The Chain Rule for Multiple Variables

Real neural networks do not have a single chain of computation. Each layer has multiple weights, each neuron receives multiple inputs, and the loss depends on all parameters simultaneously. The multivariable chain rule handles this by summing contributions from all paths connecting an input to the output.

The Multivariable Chain Rule

If z depends on variables u₁, u₂, ..., uₘ, and each uᵢ depends on x, then:

dz/dx = (∂z/∂u₁)(du₁/dx) + (∂z/∂u₂)(du₂/dx) + ... + (∂z/∂uₘ)(duₘ/dx)

In compact form:

dz/dx = Σᵢ (∂z/∂uᵢ)(duᵢ/dx)

The key insight: when a variable influences the output through multiple paths, you sum the contributions from all paths.

Example: Two Paths

Suppose z = u² + v, where u = 2x and v = x³.

x ──→ u = 2x ──→ z = u² + v
  └──→ v = x³ ──┘

Variable x affects z through both u and v. The total derivative is:

dz/dx = (∂z/∂u)(du/dx) + (∂z/∂v)(dv/dx)
      = (2u)(2) + (1)(3x²)
      = 4u + 3x²
      = 4(2x) + 3x²
      = 8x + 3x²

You can verify this by substituting directly: z = (2x)² + x³ = 4x² + x³, so dz/dx = 8x + 3x². The result matches.

Why Summation Over Paths Matters

In a neural network, a weight in an early layer affects every neuron in subsequent layers. The loss depends on that weight through many different computational paths.

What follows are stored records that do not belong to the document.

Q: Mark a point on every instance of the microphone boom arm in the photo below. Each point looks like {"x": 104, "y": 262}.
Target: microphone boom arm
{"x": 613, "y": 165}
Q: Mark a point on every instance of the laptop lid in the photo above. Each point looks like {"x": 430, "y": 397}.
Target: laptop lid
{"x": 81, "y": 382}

         ┌→ neuron 2a ─→ neuron 3a ─┐
w₁ → neuron 1 ─┤                           ├→ Loss
         └→ neuron 2b ─→ neuron 3b ─┘

The total derivative ∂L/∂w₁ must account for w₁'s influence through all paths from the first neuron to the loss. The multivariable chain rule does this by summing contributions along every path.

The Jacobian Matrix

When both the input and output are vectors, the chain rule involves matrices. If f: ℝⁿ → ℝᵐ maps an n-dimensional input to an m-dimensional output, the Jacobian matrix contains all partial derivatives:

J = | ∂f₁/∂x₁  ∂f₁/∂x₂  ...  ∂f₁/∂xₙ |
    | ∂f₂/∂x₁  ∂f₂/∂x₂  ...  ∂f₂/∂xₙ |
    |   ...       ...     ...    ...     |
    | ∂fₘ/∂x₁  ∂fₘ/∂x₂  ...  ∂fₘ/∂xₙ |

Row i, column j tells you: how does the i-th output change when the j-th input changes?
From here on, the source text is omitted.